Cette séance du 19/01/2026 est organisée dans le cadre du séminaire Sciences sociales et psychanalyse. Approches comparées.
Intervenante : Houria Abdelouahed, Professeur à l'Université Sorbonne Paris Nord, psychanalyste et traductrice.
https://www.desfemmes.fr/essai/face-a-la-destruction/
Autant les ouvrages de la littérature arabe conservent soigneusement les poèmes où l'homme donne libre cours à son fantasme, voire à son libertinage ou à son blasphème, autant les femmes ont été massivement livrées à l'œuvre de l'effacement. La censure semble s'abattre avec une grande régularité lorsque des femmes entendent parler librement de leur corps et de leur désir. Les controverses dans la littérature contemporaine sont nombreuses sur ce thème, ce qui signale une évolution de la place des récits portés par les autrices. La valorisation de figures mythiques, de la Reine de Saba à Elyssa, fondatrice de Carthage, ouvre, par exemple, de nouvelles perspectives.

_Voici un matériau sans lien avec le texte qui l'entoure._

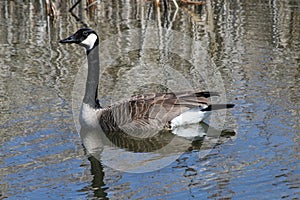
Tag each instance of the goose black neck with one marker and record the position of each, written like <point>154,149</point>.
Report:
<point>91,88</point>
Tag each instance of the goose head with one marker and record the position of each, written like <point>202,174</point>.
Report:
<point>85,37</point>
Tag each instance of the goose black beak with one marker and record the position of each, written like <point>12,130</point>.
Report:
<point>70,39</point>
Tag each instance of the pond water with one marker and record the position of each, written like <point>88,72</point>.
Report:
<point>246,50</point>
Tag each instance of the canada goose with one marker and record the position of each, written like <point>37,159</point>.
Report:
<point>154,111</point>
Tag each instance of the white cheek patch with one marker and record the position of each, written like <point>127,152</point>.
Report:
<point>89,41</point>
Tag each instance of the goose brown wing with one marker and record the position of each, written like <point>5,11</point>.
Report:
<point>150,111</point>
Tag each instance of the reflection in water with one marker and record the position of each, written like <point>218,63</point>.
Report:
<point>125,152</point>
<point>253,44</point>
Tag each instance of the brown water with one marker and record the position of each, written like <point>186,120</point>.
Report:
<point>247,50</point>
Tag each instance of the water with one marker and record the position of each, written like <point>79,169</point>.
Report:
<point>251,49</point>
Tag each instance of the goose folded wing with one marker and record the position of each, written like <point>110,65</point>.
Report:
<point>150,111</point>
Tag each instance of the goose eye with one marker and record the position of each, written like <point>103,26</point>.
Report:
<point>85,33</point>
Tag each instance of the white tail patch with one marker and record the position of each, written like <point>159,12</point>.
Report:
<point>192,116</point>
<point>89,42</point>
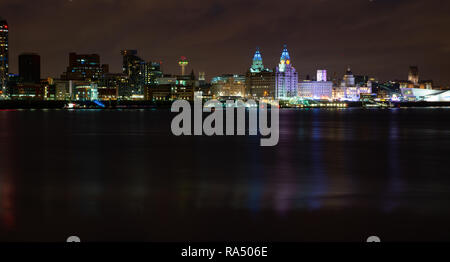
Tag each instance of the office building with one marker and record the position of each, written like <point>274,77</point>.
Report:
<point>30,68</point>
<point>4,55</point>
<point>84,67</point>
<point>286,78</point>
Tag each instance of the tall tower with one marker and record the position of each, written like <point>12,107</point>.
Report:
<point>4,56</point>
<point>413,75</point>
<point>257,65</point>
<point>285,59</point>
<point>183,64</point>
<point>30,68</point>
<point>286,77</point>
<point>321,75</point>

Avant ces bouleversements, comme ailleurs, des femmes rebelles ont bien existé dans le monde arabe, confrontées à une norme islamique prégnante. Mais des pans de leur histoire furent effacés, ou déformés, lorsqu'ils n'ont pas été déformés. Plus ces femmes s’affirmaient libres, plus les historiens dominants, sous le poids du politico-théologique, s’acharnaient à effacer leurs traces.
L'histoire officielle et le sens commun, en s'appuyant sur les commentaires des hagiographes, ont largement fabriqué un récit conforme à une politique du pouvoir, voire du surpouvoir (si l'on fait nôtre cette expression de Foucault) et à un discours de domination dans un monde hiérarchisé recevant ses lois du ciel. Il a institué une suréminence masculine, fondant le politique sacré, qui s'oppose quasi systématiquement au travail de pensée, le renvoyant à une forme de blasphème. Les textes des hagiographes sont ainsi devenus le texte de la pensée politique et constituent le terreau conceptuel qui a longtemps permis l'exclusion des femmes des dispositifs qui permettent une autonomie, une émancipation ou une parole sur son désir, son corps ou sa chair.
Responsables scientifiques : François Bafoil, Sciences Po-CERI/CNRS (UMR 7050) et Paul Zawadzki, Groupe Sociétés, Religions, Laïcités (GSRL/UMR 8582).